The required probability is
　₄P₄ / ₇P₄
= 4! / (7! / 3!)
= (4 × 3 × 2 × 1) / (7 × 6 × 5 × 4)
= 1/35

Interpretation 2
The situations for 4 cars parked next to each other include these cases:
[X] [X] [X] [X] [ ] [ ] [ ]
[ ] [X] [X] [X] [X] [ ] [ ]
[ ] [ ] [X] [X] [X] [X] [ ]
[ ] [ ] [ ] [X] [X] [X] [X]

Then, the situations for 4 cars not parked next to each other are those other than the above cases.

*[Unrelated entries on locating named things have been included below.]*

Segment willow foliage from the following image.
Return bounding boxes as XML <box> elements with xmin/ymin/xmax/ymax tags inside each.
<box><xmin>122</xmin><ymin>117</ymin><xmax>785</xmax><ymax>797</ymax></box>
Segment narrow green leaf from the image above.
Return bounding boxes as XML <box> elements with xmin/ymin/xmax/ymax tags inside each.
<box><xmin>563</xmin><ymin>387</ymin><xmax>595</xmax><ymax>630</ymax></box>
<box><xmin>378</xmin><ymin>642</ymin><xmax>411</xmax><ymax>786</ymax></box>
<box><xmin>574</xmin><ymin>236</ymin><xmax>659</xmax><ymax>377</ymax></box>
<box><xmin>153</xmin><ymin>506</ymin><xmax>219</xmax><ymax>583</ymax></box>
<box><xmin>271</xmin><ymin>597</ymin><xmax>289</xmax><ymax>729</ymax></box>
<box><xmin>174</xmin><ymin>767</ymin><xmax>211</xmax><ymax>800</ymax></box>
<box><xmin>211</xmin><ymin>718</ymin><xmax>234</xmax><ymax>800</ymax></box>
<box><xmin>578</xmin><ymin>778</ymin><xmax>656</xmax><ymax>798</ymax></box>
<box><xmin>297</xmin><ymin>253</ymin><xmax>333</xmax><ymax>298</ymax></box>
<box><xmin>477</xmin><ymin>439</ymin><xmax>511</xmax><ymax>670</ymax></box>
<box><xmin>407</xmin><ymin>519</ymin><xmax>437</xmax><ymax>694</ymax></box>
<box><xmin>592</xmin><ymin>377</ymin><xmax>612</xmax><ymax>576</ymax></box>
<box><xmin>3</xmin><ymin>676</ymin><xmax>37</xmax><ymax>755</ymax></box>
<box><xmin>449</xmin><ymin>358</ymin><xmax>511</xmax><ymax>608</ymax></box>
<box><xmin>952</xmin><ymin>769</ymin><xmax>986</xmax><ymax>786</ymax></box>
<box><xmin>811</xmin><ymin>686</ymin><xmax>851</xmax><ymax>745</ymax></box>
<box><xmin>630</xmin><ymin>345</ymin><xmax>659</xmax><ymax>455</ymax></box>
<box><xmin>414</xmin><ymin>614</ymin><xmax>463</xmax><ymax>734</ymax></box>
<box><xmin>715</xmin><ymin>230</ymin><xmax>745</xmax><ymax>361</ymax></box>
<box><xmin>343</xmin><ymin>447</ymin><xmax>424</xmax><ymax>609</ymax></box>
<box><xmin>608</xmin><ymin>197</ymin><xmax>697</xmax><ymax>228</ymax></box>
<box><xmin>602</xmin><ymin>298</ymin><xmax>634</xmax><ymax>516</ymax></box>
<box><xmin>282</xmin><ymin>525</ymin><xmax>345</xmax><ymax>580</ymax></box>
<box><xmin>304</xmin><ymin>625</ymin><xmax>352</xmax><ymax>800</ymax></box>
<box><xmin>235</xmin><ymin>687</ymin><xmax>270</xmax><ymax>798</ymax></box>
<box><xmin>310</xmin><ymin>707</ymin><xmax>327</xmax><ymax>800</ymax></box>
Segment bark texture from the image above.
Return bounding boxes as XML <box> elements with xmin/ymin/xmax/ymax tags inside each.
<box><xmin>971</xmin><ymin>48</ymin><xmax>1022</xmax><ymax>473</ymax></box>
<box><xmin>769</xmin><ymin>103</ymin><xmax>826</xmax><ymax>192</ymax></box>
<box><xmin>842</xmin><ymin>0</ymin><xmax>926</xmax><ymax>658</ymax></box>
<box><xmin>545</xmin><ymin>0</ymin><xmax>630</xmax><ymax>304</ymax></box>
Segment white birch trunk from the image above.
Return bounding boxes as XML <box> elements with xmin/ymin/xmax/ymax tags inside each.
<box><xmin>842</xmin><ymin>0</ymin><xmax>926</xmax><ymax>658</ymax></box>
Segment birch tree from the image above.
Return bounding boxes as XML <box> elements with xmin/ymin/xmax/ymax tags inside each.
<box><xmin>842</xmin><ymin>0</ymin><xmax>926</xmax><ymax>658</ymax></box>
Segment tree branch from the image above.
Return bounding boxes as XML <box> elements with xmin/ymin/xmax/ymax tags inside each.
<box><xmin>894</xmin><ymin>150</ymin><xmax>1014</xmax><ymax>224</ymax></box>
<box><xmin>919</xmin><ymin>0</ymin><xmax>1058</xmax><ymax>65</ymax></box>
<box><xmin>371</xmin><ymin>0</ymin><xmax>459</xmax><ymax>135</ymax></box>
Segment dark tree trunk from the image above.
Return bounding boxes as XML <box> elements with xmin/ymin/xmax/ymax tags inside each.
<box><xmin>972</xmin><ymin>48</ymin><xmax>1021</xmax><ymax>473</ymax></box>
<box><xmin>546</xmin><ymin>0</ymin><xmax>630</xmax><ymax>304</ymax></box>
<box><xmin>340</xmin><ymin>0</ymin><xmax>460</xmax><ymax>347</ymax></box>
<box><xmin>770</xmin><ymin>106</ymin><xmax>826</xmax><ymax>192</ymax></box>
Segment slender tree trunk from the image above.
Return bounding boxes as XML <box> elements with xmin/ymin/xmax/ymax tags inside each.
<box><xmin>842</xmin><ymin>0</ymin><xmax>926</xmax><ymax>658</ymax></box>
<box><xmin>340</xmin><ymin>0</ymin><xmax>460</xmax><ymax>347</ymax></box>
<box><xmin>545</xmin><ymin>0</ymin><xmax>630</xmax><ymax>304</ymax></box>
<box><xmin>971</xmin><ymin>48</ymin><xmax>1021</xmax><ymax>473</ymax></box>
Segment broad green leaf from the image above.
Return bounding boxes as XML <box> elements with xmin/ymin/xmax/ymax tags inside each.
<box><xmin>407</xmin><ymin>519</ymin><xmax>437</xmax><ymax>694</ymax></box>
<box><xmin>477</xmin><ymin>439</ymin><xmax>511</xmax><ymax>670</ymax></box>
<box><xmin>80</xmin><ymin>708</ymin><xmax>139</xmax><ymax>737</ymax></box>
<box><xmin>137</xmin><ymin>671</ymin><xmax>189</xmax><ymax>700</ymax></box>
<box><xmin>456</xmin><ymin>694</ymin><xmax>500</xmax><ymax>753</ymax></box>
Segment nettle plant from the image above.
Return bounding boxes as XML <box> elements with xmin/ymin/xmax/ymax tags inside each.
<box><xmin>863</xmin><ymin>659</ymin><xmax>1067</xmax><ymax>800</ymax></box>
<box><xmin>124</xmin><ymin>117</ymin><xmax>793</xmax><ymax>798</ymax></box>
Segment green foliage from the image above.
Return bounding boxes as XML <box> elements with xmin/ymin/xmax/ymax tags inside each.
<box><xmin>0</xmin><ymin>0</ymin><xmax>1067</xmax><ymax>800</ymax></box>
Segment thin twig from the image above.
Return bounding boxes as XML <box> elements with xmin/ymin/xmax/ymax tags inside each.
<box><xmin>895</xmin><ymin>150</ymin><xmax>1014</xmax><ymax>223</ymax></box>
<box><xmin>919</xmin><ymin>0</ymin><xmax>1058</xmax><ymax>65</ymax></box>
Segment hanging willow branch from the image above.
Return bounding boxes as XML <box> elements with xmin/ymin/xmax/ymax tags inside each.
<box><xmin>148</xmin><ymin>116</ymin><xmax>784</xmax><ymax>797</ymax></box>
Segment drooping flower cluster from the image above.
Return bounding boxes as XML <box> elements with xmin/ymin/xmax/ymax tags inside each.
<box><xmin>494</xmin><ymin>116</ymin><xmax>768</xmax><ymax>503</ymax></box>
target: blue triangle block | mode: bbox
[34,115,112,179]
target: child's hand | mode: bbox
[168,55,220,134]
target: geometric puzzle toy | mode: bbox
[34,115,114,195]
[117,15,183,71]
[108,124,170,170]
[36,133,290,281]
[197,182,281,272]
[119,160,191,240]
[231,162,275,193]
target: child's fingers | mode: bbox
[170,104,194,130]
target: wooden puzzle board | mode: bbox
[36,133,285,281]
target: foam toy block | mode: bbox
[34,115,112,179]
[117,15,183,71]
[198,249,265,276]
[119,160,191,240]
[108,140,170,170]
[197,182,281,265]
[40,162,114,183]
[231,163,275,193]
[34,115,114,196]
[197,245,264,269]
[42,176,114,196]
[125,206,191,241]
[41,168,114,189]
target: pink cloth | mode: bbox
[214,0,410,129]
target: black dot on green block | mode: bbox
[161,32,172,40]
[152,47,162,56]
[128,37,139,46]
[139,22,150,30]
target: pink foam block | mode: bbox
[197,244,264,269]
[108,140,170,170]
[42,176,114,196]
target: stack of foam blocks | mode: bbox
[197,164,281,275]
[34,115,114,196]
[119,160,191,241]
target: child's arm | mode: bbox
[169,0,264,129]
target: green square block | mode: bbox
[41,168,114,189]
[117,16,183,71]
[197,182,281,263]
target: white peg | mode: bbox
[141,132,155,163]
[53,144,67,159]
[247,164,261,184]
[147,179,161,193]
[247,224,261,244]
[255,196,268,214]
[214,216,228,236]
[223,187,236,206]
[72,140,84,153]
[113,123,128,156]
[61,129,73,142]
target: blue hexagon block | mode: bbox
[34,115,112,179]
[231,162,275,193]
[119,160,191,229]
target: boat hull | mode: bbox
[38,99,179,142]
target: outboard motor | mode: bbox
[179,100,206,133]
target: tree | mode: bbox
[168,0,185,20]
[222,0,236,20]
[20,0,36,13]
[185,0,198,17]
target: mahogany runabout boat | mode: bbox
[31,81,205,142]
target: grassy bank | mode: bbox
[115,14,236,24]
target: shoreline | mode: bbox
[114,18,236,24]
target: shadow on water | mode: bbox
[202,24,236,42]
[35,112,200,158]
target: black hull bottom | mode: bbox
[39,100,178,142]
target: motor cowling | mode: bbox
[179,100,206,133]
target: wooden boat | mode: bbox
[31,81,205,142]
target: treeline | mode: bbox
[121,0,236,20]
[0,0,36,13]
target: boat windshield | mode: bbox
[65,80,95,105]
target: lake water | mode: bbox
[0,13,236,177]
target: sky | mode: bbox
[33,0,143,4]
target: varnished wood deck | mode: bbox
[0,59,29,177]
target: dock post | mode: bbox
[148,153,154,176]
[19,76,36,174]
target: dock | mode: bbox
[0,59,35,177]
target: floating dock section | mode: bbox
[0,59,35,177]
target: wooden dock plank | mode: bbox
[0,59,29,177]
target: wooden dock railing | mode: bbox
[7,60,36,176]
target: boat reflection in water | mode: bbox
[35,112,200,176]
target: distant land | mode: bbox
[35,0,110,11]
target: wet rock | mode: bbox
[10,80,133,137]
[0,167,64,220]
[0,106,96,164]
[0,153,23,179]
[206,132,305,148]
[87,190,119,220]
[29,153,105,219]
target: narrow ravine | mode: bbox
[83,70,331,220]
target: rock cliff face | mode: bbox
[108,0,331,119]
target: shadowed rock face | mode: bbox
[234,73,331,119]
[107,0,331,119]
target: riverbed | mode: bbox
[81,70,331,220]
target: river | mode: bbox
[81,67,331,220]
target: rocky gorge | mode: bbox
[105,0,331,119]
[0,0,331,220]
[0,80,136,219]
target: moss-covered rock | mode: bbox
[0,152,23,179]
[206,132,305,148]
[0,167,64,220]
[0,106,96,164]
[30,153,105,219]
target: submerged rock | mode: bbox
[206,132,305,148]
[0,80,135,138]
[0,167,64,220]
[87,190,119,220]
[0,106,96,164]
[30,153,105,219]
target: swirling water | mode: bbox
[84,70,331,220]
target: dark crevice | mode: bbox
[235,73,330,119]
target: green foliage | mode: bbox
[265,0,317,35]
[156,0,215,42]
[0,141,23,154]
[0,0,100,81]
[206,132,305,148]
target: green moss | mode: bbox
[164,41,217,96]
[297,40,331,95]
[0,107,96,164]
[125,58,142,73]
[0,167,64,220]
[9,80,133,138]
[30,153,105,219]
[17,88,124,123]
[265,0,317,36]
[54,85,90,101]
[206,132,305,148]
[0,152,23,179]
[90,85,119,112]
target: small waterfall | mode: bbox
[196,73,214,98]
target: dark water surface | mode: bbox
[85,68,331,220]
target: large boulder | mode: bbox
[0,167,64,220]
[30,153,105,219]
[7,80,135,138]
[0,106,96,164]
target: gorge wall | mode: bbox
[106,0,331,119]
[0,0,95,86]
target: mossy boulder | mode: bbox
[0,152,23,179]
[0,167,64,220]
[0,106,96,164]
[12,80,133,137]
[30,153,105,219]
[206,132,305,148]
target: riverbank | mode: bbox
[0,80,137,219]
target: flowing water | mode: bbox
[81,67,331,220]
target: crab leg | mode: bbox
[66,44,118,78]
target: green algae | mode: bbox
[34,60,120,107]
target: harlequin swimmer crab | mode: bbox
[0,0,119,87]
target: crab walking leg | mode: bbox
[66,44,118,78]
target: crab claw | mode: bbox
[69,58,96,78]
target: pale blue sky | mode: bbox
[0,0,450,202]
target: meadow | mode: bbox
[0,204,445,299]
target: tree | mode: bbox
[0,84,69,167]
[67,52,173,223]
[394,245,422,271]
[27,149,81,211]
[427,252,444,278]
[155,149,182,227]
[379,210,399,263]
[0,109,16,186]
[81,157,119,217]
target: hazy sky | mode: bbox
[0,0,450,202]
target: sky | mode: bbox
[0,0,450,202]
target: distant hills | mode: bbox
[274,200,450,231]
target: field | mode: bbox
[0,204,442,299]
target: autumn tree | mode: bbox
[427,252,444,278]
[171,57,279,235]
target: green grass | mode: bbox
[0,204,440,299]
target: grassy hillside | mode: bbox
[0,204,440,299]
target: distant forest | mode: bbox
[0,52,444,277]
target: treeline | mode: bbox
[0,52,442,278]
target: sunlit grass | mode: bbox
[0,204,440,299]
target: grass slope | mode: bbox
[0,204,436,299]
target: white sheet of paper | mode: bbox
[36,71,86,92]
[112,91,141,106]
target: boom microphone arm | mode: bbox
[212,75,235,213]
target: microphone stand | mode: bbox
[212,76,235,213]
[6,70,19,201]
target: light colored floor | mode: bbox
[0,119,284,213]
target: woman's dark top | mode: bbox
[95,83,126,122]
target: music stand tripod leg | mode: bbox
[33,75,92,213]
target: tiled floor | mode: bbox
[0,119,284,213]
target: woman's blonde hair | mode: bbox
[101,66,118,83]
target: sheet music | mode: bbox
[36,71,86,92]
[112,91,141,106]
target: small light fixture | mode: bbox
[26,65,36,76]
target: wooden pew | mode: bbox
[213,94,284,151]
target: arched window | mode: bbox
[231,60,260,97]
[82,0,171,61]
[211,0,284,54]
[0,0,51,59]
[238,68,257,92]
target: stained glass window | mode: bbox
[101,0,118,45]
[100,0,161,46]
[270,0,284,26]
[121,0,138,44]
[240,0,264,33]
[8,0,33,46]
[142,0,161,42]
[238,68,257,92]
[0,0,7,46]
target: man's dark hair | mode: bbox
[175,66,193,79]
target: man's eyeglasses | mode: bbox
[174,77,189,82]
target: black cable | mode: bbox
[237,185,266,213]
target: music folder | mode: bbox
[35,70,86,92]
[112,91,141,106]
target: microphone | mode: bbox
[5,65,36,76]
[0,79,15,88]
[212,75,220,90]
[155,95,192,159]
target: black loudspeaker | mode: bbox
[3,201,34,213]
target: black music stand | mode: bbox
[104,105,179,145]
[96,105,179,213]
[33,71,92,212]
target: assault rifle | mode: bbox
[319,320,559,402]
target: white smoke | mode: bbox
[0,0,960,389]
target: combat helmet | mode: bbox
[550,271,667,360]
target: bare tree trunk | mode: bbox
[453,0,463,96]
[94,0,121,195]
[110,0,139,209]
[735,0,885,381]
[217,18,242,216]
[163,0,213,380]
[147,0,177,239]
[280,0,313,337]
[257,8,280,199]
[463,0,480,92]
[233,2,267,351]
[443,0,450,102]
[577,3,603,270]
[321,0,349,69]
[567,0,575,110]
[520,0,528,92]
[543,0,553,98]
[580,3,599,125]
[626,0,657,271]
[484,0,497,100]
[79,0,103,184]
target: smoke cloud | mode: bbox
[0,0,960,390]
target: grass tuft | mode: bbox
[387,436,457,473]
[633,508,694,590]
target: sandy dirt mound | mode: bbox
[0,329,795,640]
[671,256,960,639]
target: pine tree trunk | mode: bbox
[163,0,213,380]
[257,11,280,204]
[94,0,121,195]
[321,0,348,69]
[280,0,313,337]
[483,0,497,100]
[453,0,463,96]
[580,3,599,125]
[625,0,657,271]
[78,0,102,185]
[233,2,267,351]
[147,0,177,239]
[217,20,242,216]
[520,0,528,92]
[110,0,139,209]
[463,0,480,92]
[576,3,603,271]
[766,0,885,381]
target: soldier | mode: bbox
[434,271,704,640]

The required probability is
　1 - 4 × ₄P₄ / ₇P₄
= 1 - 4 × 4! / (7! / 3!)
= 1 - 4 × (4 × 3 × 2 × 1) / (7 × 6 × 5 × 4)
= 1 - 4 × 1/35
= 1 - 4/35
= 31/35

2014-06-15 08:26:44 補充：
Question 1 補充回答：

題目問亨利只抽一次的機會。

留意抽球的次序：
（１）亨利　（２）約翰　（３）亨利　（４）約翰　．．．

題目要求的情況是亨利只抽一次，即是抽球活動於（１）或（２）之後結束。
這兩個情況也可使亨利不能抽第二次。

你忽略了的是第二個情況，即（１）亨利抽不到藍球，但（２）約翰抽到藍球。
這情況也符合題目要求，即亨利不能抽第二次，亦即只抽一次。

明白嗎？